Caitlin Cherry, a known artist and a visiting professor at the school, says that she was in her assigned classroom eating when another professor, identified only as white-Hispanic, looked into the room. The male professor did not say anything to Cherry as he disappeared, but then shortly after security came into the room asking her who she was.
Cherry had her identification badge on her which she presented, acknowledging that she did not know what would have happened if it wasn’t on her that day.
Since then, students have been rallying behind the artist, demanding changes at the school centering around strengthening inclusion and diversity.
“Students have stopped going to his classes. I know that his TA’s quit,” senior Brianna Scott told the news station.

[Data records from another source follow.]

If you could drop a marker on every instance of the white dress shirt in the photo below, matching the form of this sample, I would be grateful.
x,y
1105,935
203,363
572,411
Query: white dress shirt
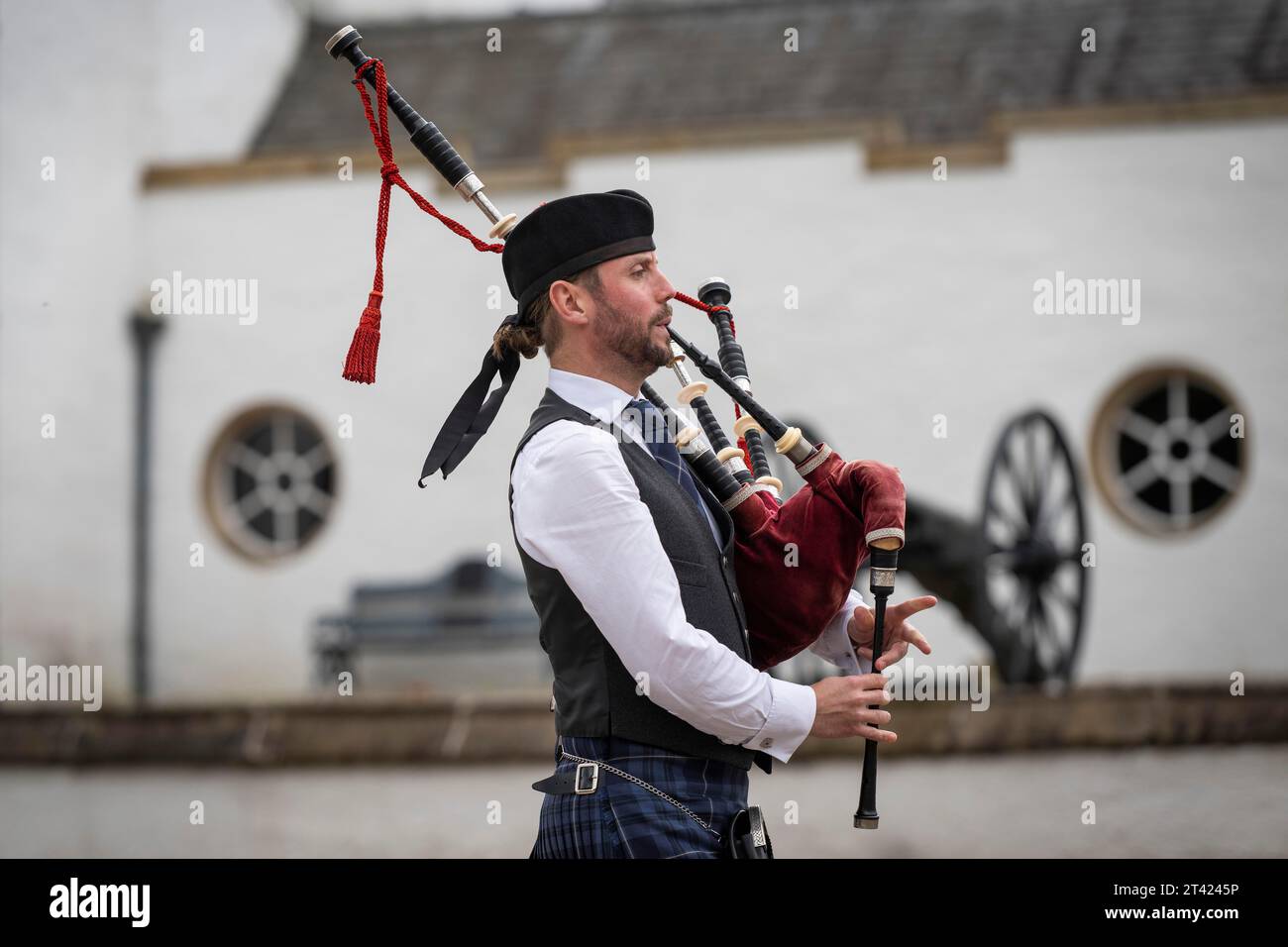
x,y
578,509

A sign was hanged outside the School of Arts building reading “PAPR (painting and printmaking) students support Caitlin Cherry.”
The university has taken the initiative to create a task force, along with other actions that it will take, to address the issue. Meanwhile, Cherry has been hired full-time to teach through the 2020 school year.
“When our core values of diversity and inclusion are impinged upon for some of us, then every one of us loses an opportunity for growth, learning and success,” said VCU President Mihael Rao in a letter sent to the entire university. “During the next few months, our university will take several steps to examine its culture and to ensure VCU is a community of accountability, fairness and justice.
Still students want more to be done, especially holding the male professor, who has not been formally identified by the school due to personnel privacy laws, accountable.
“We do want VCU to take some sort of accountability. We do want accountability from the professor. We would like him to apologize.” Scott insisted. “He thought that she didn’t belong in that room. Didn’t even give her the benefit of the doubt. Didn’t even speak to her. I think that was the most frustrating thing for her.”
Scott interviewed Cherry about the incident, writing an article in RVA Magazine about it, and also passed out flyers to raise awareness.